Specifying a default template

Question

Consider this:

template <typename Pack, template <typename...> class = std::tuple> struct foo;

template <template <typename...> class P, typename... Ts, template <typename...> class Q>
struct foo<P<Ts...>, Q> {
    using type = Q<P<Ts>...>;   
};

I've placed the default template in the typedef to be std::tuple to make this compile, but what I actually want is the default template to be P, and I don't know of any syntax that allows this. I kept the typedef simple to illustrate the point, which is trying to get P as the default template. So I came up with the following workaround that seems kind of ugly:

template <typename Pack, template <typename...> class...> struct foo;

template <template <typename...> class P, typename... Ts, template <typename...> class Q>
struct foo<P<Ts...>, Q> {
    using type = Q<P<Ts>...>;   
};

template <template <typename...> class P, typename... Ts>
struct foo<P<Ts...>> {
    using type = P<P<Ts>...>;   
};

Is there any better way to do it than this? Perhaps some c++17 syntax that I'm not aware of?

Answer 1

In this case, using (combined with template) is your friend.

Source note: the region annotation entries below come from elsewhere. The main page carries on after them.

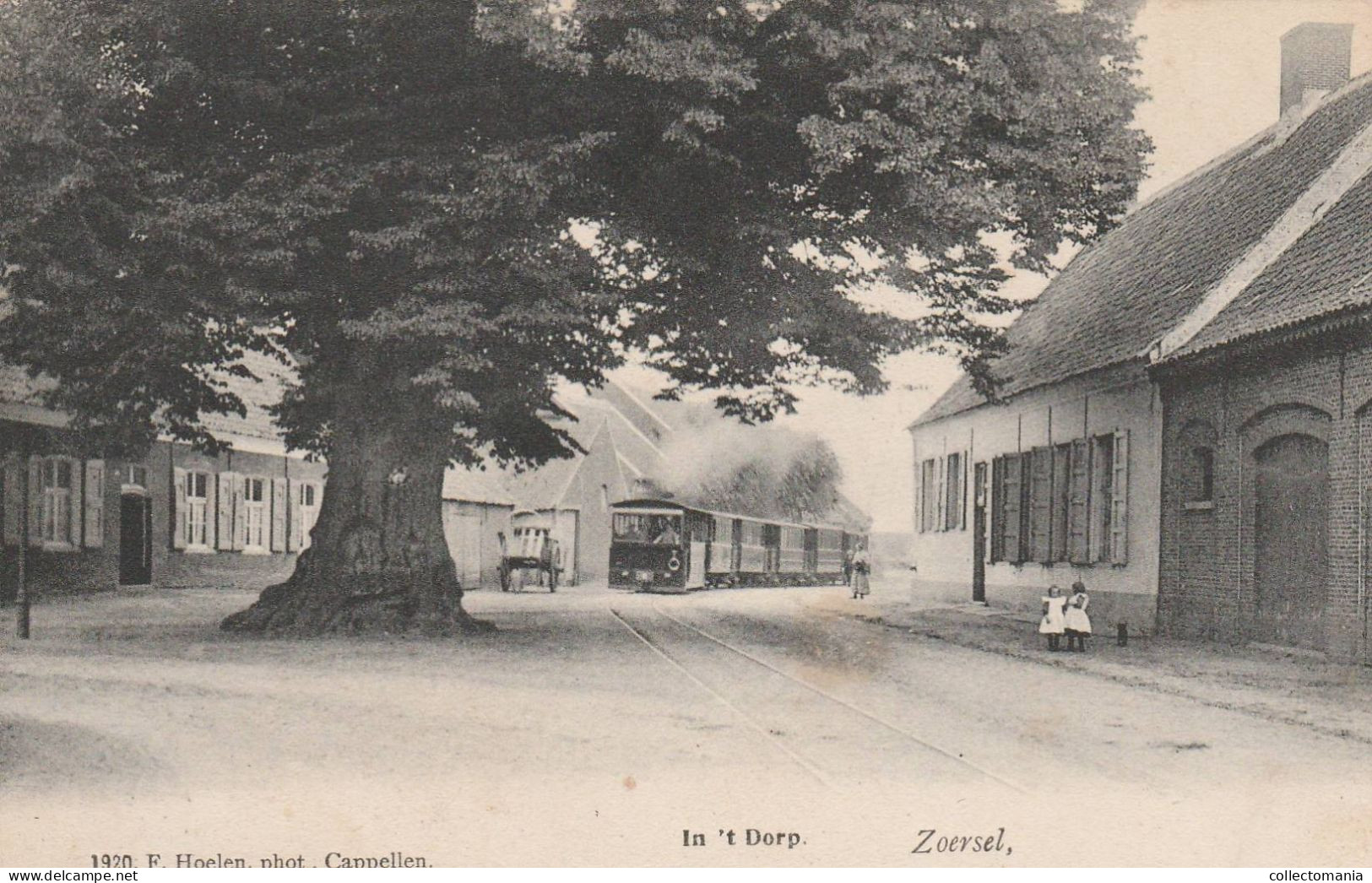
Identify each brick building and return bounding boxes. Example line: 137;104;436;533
0;356;325;598
443;382;672;588
1152;72;1372;661
909;24;1372;643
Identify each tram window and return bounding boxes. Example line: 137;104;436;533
615;512;682;545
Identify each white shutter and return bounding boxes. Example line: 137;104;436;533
214;472;233;551
204;472;220;549
4;459;24;545
269;479;287;551
935;457;948;531
83;459;105;549
285;479;303;553
29;454;42;545
232;473;248;551
957;448;973;531
171;466;191;549
1110;429;1129;564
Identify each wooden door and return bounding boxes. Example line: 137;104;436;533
1253;435;1330;647
972;463;986;604
119;494;150;586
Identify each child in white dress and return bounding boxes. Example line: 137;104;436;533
1038;586;1067;652
1063;580;1091;653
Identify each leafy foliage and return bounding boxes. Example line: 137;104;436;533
0;0;1147;461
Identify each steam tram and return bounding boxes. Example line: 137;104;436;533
610;499;865;593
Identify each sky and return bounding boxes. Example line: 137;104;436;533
622;0;1372;532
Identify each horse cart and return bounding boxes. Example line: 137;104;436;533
500;510;562;593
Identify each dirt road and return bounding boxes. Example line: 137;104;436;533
0;588;1372;865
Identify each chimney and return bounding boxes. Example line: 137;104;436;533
1282;22;1353;116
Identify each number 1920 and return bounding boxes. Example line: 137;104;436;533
90;853;133;868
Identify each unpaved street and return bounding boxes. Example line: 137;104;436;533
0;587;1372;865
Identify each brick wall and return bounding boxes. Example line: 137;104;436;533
0;422;325;600
1158;343;1372;658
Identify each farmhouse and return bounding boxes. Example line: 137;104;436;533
1152;31;1372;661
909;24;1372;643
0;355;325;598
443;382;672;588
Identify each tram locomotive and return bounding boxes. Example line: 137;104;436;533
610;499;865;593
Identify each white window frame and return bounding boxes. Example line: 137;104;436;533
185;469;214;551
39;457;79;550
296;481;320;551
243;476;272;555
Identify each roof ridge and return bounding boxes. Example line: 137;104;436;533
1150;110;1372;360
1131;70;1372;214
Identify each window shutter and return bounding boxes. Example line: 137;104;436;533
229;472;248;551
1049;444;1071;561
1110;429;1129;564
204;472;220;549
29;455;42;545
935;457;948;531
957;450;972;531
990;457;1006;562
285;479;303;553
1005;454;1025;564
272;479;288;551
1067;439;1091;564
214;472;233;551
915;461;928;534
4;459;24;545
66;459;85;547
1029;447;1052;562
83;459;105;549
171;466;191;549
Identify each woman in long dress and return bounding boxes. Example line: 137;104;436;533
854;547;871;598
1038;586;1067;653
1063;580;1091;653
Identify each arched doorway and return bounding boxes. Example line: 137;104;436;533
1253;433;1330;647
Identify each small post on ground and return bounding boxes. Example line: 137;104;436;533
14;457;29;641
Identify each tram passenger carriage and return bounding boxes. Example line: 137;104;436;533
610;499;865;593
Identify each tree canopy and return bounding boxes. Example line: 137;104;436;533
0;0;1147;632
0;0;1147;461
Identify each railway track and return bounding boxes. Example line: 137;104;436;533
610;604;1028;794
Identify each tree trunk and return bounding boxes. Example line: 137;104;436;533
222;414;490;635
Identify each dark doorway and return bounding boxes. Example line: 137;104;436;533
119;494;152;586
1254;435;1330;647
972;463;986;604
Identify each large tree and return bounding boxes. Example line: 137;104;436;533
0;0;1147;632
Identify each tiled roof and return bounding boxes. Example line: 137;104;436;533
1174;167;1372;358
443;417;606;510
915;77;1372;425
0;352;299;443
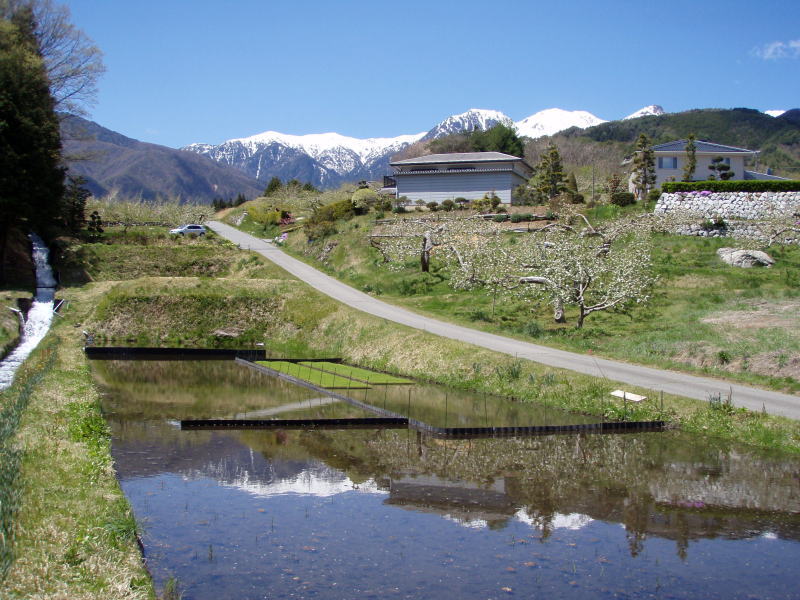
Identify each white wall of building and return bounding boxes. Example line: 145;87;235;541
656;153;744;186
395;171;524;204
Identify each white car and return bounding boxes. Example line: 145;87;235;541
169;225;206;235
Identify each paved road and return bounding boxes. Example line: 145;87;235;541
209;221;800;419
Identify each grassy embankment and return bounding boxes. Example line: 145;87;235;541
0;228;271;599
0;219;800;598
76;225;800;451
255;207;800;393
0;305;153;599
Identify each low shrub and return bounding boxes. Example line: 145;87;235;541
611;192;636;206
310;199;355;223
303;221;336;242
661;179;800;194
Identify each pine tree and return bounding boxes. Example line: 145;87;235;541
683;133;697;181
708;156;734;181
469;123;525;156
533;143;577;200
0;7;64;280
633;133;656;201
61;175;92;235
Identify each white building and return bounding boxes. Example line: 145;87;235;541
384;152;533;204
653;140;783;186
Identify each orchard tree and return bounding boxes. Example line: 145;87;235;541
708;156;734;181
683;133;697;181
371;214;654;327
506;217;654;328
633;133;656;201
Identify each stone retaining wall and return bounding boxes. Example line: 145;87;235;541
654;192;800;219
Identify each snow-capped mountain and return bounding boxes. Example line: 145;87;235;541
181;107;644;188
622;104;666;121
514;108;606;138
182;131;424;187
422;108;514;140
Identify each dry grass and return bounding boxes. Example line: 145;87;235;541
79;278;800;451
0;290;153;599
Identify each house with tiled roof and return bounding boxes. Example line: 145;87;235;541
653;140;783;186
384;152;533;204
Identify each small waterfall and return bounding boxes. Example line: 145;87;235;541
0;233;56;391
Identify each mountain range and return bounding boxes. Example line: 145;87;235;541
181;105;664;188
61;115;264;203
62;105;792;202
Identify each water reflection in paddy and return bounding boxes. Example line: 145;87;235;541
96;362;800;598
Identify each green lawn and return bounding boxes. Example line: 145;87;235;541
256;360;369;390
300;362;414;385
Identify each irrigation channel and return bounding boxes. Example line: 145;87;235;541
92;355;800;599
0;233;56;391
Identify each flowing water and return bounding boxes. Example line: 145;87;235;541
0;233;56;391
94;361;800;600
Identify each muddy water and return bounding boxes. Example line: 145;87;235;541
95;362;800;599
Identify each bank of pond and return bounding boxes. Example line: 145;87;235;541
92;360;800;599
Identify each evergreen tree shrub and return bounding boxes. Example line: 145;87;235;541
611;192;636;206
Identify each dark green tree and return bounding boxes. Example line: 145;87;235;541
532;143;567;201
264;177;283;196
633;133;656;201
683;133;697;181
708;156;734;181
61;175;92;235
0;8;64;280
470;123;525;156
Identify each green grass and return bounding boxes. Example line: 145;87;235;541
300;362;414;385
0;303;154;599
280;213;800;393
256;360;369;390
56;227;286;284
84;278;800;452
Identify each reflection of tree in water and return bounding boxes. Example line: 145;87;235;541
300;431;800;558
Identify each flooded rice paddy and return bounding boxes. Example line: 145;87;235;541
94;361;800;600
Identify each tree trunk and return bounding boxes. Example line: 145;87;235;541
553;300;567;323
419;231;433;273
575;306;586;329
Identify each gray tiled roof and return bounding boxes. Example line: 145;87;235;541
653;140;757;154
389;152;525;166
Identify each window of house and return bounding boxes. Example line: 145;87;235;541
658;156;678;169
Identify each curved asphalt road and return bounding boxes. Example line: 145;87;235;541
209;221;800;419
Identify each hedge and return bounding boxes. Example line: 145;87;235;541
661;179;800;194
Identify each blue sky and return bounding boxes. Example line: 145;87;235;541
64;0;800;147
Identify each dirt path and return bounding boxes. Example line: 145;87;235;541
209;221;800;419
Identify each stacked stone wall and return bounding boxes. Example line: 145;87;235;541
654;192;800;220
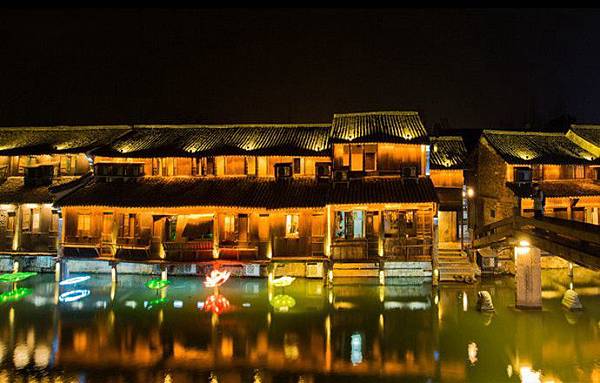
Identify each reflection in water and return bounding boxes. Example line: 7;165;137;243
0;275;600;382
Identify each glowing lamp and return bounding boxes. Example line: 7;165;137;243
57;278;91;286
467;188;475;198
204;270;231;287
271;276;296;287
271;294;296;312
145;278;171;290
0;287;33;303
58;290;90;303
203;294;230;315
0;271;37;283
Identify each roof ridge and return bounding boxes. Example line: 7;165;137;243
483;129;566;138
333;110;419;118
0;125;131;132
133;122;331;129
571;124;600;129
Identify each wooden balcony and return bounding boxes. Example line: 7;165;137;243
162;239;213;262
61;236;101;258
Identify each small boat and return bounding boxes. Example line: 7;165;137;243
146;278;171;290
271;295;296;312
146;297;169;310
204;270;231;287
0;287;33;303
271;276;296;287
203;294;230;315
58;290;90;302
0;271;37;283
58;275;91;286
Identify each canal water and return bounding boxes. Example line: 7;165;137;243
0;271;600;382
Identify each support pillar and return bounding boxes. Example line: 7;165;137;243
110;262;118;283
515;241;542;310
431;217;440;286
213;213;219;259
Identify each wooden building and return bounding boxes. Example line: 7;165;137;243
56;112;438;262
0;126;128;256
467;127;600;234
430;136;467;248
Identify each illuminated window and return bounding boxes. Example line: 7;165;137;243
77;214;92;236
293;158;302;174
21;209;32;232
6;211;15;234
60;156;71;174
352;210;365;238
246;157;256;176
335;210;365;239
49;210;58;233
31;209;40;233
223;214;236;241
285;214;300;238
225;156;246;176
350;145;364;171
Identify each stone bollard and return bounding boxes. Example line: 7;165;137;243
561;289;583;311
477;291;494;311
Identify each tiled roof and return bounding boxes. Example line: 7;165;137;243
571;125;600;148
483;130;596;165
94;124;330;158
56;177;437;209
507;180;600;198
0;125;129;155
429;136;467;169
332;112;428;144
0;177;79;203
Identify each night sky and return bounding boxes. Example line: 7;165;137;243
0;9;600;129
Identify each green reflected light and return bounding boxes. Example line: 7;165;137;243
0;271;37;283
0;287;33;303
146;278;171;290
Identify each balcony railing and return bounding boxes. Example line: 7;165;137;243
163;240;213;262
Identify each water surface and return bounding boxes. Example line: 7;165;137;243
0;272;600;382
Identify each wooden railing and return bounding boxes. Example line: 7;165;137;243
162;240;213;261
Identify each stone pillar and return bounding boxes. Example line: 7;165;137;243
515;246;542;310
431;217;440;286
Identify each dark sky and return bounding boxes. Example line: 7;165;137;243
0;9;600;128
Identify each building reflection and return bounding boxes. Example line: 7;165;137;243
0;281;600;382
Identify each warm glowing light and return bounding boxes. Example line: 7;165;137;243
58;290;90;303
204;294;230;315
467;342;477;364
271;276;296;287
350;334;362;366
33;344;50;368
57;278;91;286
271;295;296;312
519;366;541;383
13;343;29;369
204;270;231;287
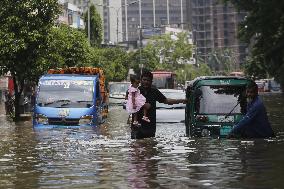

You need a type-traits to extract the container in Pack, by example

template <typename>
struct bar;

template <template <typename...> class P, typename ... Ts>
struct bar<P<Ts...>>
 {
   template <typename ... Us>
   using templ_type = P<Us...>;
 };

so you can extract the default value, for the second template parameter, from Pack as follows

template <typename Pack,
          template <typename...> class = bar<Pack>::template templ_type>
struct foo;

The following is a full compiling example

#include <type_traits>

template <typename ...>
struct baz
 { };

template <typename>
struct bar;

template <template <typename...> class P, typename ... Ts>
struct bar<P<Ts...>>
 {
   template <typename ... Us>
   using templ_type = P<Us...>;
 };

template <typename Pack,
          template <typename...> class = bar<Pack>::template templ_type>
struct foo;

template <template <typename...> class P, typename... Ts,
          template <typename...> class Q>
struct foo<P<Ts...>, Q>
 { using type = Q<P<Ts>...>; };

int main()
 {
   foo<baz<short, int, long>>  f0;

   static_assert( std::is_same<decltype(f0)::type,
      baz<baz<short>, baz<int>, baz<long>>>{}, "!" );
 }

Answer 2

If you're looking for a different default that's an identity, you can create such a thing:

template <class... I> struct foo_id_impl;
template <template <class...> class P, class... Ts>
struct foo_id_impl<P<Ts>...> { using type = P<P<Ts>...>; };

template <class... Id>
using foo_id = typename foo_id_impl<Id...>::type;

template <class Pack, template <class...> class = foo_id>
struct foo;

I'm not sure that's necessarily better than your solution, but maybe if need this in multiple places.